I have recently conducted exhaustive tests of both 4.0.2 and 4.0.3.  The
problem, however, persists unchanged.  Not only do sub-jobs sometimes not go
from Active to Done, they occasionally don't even go from Pending to Active. 
This is hugely disappointing for us at this juncture... is there anything else
we can try?  We really appreciate your input.

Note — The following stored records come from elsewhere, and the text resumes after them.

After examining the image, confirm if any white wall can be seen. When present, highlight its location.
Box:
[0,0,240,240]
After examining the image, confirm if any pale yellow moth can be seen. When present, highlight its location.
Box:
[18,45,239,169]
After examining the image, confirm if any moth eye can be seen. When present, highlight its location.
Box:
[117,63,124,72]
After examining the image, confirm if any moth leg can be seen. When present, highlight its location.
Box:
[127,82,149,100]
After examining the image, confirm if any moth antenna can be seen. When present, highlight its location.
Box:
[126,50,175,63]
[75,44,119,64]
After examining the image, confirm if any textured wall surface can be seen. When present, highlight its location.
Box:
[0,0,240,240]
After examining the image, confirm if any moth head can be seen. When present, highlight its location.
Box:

------- Comment #4 From 2006-10-20 09:59:57 -------

Thanks for this detailed bug report!  I am marking this as a top priority to be
looked at, however this is a busy time with supercomputing coming soon.  As
developers time frees up this will be looked at and hopefully we will be able
to provide a patch for you.

------- Comment #5 From 2006-10-20 10:15:57 -------
Thanks a bunch!
------- Comment #6 From 2007-03-05 12:47:13 -------
if i remember right, then you didn't run into these problems with 4.0.4 so far,
What's the status here?
I just tried it on my laptop: submitted jobs to my Condor installation
(just one node) with count elements of 50 and 100, both without problems.
You always submitted to a pool consisting of several nodes and never to a 
one-node pool, right? Unfortunately the Condor pool i normally use isn't
available at the moment.
------- Comment #7 From 2007-03-05 13:19:58 -------
That's right, I did two test batches of count 10, of somewhat long running jobs
 (a few hours), to a multi-node pool if you want to call it that, and had no
problems.  We're not making use of this feature much in our production grid
right now, but I'm pretty sure I could reproduce this problem in 4.0.3 if I had
to, since I had tested that extensively before.  I'm just hoping it has gone
away.  You can do whatever you'd like with this bug, at this point, but thanks
for looking into it with me.
------- Comment #8 From 2007-03-05 15:54:04 -------
i'll close it for now, but feel free to open it if needed.